# How do I get to Rainbow Reservoir?



## jubal

It's at the Deseret Chemical Plant property in Tooele County, I've heard, but how do I get there? Is there a turn-off along that highway that goes along the west side of the Oquirrhs?


----------



## .45

There are several way's to get there jubal, you can take Hwy 36 all the way through Tooele, through Stockton until you can veer east to Hwy 73. From this intersection maybe 5 or 8 miles watch for a road that goes into the Army Depot, turn right and right again when you can.
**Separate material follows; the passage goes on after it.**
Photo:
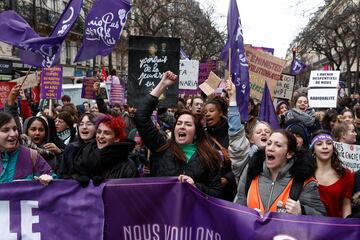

You could Google 'Tooele Army Deport, South'. Or call the number on this paste, or PM Pro.



> Page 29: In addition to your fishing license, fishing at Rainbow Reservoir (Tooele County) requires an onpost fishing permit. A season pass for an individual is $10, and a season pass for a family is $20. The permits can be purchased at the Outdoor Recreation Shop (435-833-3100), TEAD Physical Fitness Center (435-833-2159) or the Southtowne Grill (435-833-4789).
> Page 33: Rainbow Reservoir (Tooele County) was restored to the list of waterbodies on which fishing from any watercraft is prohibited.


----------



## jubal

Thanks, .45. So the Deseret Chemical is part of the Depot?


----------